Tuesday, November 19, 2013

Goodbye, St. Eugene: Marriage Equality & the Archdioceses of Chicago

When asked about my upbringing as a young gay student in a Catholic grade school parish (choir nerd, altar server, student council, band geek, goodie goodie, etc.), I always defended how St. Eugene Parish and Church made me feel. My reply, based on my experience there in the mid-to-late-'90's, has always been, 'It never came up.' It was more of a non-issue than a hot-button issue, so I never felt any Church-enforced shame from pastor Fr. O'Brien (emeritus), the late Sister Joan B.V.M., or any of the parish priests or higher-ups whom I worked along side while singing in choir, altar serving, or working on the parish musicals - an outlet with the most important impact on my personal and professional life.

I was comfortably content in knowing something about me was uncomfortably different, but my Church on the northwest side of Chicago never made me feel ashamed. Classmates did, but the powers-that-be did not. 

Yet, when WGN television ran this package about the letter Francis Cardinal George recently wrote to all Archdiocese of Chicago parishes about the finally realized Illinois state law legalizing same-sex marriage, I was very curious if St. Eugene ran it in its Sunday, November 17, 2013 bulletin, The Voice.

They did.

In the 'Pastor's Corner' portion of the weekly newsletter - aptly named as corners, historically, are where non-action occurs - the following brief introduction from current pastor George Koeune ran:

"Below is a letter we received from Francis Cardinal George O.M.I. Yours in Christ, Fr. George"

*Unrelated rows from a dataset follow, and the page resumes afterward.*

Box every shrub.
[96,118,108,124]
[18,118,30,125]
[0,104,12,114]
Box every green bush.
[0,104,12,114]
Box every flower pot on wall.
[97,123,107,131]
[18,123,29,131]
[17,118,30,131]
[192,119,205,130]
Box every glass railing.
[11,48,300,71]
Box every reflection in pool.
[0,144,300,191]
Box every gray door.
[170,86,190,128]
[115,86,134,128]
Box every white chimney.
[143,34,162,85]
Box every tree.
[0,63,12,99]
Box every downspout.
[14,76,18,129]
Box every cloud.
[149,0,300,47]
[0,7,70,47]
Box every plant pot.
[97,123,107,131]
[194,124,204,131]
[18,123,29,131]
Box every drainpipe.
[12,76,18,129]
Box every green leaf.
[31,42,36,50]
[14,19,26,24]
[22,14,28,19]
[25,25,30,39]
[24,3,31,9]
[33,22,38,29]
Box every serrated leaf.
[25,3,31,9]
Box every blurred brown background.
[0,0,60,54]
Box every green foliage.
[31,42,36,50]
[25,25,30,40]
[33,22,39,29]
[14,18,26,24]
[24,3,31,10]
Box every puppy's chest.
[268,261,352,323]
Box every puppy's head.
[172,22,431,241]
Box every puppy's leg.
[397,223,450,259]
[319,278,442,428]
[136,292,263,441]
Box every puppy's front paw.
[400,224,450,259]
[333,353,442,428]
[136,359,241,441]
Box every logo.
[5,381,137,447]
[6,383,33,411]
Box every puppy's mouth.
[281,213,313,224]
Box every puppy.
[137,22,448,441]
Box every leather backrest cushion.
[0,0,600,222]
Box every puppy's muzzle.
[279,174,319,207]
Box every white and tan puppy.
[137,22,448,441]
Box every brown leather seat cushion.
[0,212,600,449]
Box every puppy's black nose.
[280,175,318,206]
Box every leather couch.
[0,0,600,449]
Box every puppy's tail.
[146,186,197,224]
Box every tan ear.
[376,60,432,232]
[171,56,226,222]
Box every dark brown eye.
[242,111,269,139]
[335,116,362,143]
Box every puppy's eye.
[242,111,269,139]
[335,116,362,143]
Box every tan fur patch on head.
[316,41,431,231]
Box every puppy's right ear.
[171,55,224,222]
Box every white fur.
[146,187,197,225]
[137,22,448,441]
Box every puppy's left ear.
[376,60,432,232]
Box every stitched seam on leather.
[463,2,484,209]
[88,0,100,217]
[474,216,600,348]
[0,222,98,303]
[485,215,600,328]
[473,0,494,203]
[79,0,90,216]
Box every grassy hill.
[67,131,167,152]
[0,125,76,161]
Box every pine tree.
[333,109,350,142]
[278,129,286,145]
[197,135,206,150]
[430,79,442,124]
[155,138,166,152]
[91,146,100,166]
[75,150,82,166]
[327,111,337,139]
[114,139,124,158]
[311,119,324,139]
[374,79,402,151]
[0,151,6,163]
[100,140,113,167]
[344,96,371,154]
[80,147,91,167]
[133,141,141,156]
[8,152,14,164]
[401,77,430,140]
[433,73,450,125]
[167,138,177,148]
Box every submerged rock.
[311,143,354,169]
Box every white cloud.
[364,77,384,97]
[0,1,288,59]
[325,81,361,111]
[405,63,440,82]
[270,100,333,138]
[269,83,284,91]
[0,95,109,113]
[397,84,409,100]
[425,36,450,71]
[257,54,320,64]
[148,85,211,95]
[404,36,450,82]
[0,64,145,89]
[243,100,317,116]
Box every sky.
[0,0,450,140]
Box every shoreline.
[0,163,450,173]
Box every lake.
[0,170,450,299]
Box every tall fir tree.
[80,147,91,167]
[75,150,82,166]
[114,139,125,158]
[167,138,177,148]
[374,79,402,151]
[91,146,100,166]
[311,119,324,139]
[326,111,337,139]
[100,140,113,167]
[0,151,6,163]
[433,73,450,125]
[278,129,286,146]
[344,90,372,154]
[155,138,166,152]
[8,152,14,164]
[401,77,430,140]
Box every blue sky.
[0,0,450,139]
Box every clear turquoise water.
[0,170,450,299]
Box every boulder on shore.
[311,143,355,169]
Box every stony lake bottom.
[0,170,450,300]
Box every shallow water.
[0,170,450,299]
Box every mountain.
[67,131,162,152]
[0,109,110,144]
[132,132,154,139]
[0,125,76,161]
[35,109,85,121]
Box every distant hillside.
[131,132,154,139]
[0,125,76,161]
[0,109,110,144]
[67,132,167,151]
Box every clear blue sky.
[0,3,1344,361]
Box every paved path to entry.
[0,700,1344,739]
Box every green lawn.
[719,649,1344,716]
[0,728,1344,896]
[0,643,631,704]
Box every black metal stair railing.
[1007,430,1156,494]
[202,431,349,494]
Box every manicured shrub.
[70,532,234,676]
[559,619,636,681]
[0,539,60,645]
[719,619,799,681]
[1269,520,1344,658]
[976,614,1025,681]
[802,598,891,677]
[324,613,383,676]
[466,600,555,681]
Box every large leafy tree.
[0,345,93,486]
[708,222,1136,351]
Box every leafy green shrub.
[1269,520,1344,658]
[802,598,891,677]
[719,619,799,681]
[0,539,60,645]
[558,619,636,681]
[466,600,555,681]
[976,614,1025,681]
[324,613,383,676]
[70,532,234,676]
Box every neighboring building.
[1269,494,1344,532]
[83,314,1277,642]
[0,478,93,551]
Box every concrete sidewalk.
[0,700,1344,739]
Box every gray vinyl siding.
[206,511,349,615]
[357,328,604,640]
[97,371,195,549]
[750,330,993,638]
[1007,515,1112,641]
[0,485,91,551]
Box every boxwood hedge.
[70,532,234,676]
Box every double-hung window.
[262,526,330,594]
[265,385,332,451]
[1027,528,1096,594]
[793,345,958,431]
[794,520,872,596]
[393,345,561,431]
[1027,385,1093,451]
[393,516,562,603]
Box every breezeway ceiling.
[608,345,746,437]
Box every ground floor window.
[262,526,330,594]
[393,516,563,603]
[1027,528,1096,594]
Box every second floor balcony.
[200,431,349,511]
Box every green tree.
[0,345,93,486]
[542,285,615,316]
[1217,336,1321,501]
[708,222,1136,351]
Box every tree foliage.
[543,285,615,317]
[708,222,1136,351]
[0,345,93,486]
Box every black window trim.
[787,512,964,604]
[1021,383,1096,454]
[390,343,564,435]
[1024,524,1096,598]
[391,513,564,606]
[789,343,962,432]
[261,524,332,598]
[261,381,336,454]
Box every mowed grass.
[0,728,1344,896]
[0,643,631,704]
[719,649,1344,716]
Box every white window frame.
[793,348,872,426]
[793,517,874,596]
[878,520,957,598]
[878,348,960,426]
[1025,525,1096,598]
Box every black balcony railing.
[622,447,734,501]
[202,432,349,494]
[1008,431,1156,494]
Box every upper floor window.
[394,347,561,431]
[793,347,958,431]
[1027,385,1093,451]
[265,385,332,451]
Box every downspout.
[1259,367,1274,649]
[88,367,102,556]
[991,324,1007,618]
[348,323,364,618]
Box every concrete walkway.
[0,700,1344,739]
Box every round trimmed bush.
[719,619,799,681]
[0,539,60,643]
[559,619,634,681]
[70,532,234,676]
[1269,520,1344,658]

Cardinal George's letter followed:

 A full easier-to-read copy can be found here.

As many are unclear about or unfamiliar with Senate Bill 0010, I feel the need to include its Amendment #2 which includes how religion and religious buildings come into play to clear any misnomers:
Provides that nothing in the Act is intended to abrogate, limit, or expand the ability of a religious denomination to exercise First Amendment rights protected by the United States Constitution or the Illinois Constitution nor is it intended to abrogate, limit, or expand the Illinois Human Rights Act or the Religious Freedom Restoration Act. Makes corresponding changes in other portions of the Act. Provides that no church, mosque, synagogue, temple, nondenominational ministry, interdenominational or ecumenical organization, mission organization, or other organization whose principal purpose is the study, practice, or advancement of religion is required to provide religious facilities for the solemnization ceremony or celebration associated with the solemnization ceremony of a marriage if the solemnization ceremony or celebration associated with the solemnization ceremony is in violation of its religious beliefs. Provides that the named entities shall be immune from any civil, administrative, criminal penalty, claim, or cause of action based on its refusal to provide religious facilities for the solemnization ceremony or celebration associated with the solemnization ceremony of a marriage if the solemnization ceremony or celebration associated with the solemnization ceremony is in violation of its religious beliefs. Defines "religious facilities" as sanctuaries, parish halls, fellowship halls, and similar facilities and excluding facilities such as businesses, health care facilities, educational facilities, or social service agencies.
From 1990 to 1999 when I was a student, St. Eugene never gave me a reason to feel anything but supported and held - but it terrifies me to think of gay 5th graders today picking up St. Eugene's bulletin and seeing Francis George's letter two weeks following Illinois' vote. Because I was that confused gay boy sitting in Sister Joan's 5th grade religion class and Mrs. Sulkin's science class wondering if I was bad. If I was wrong.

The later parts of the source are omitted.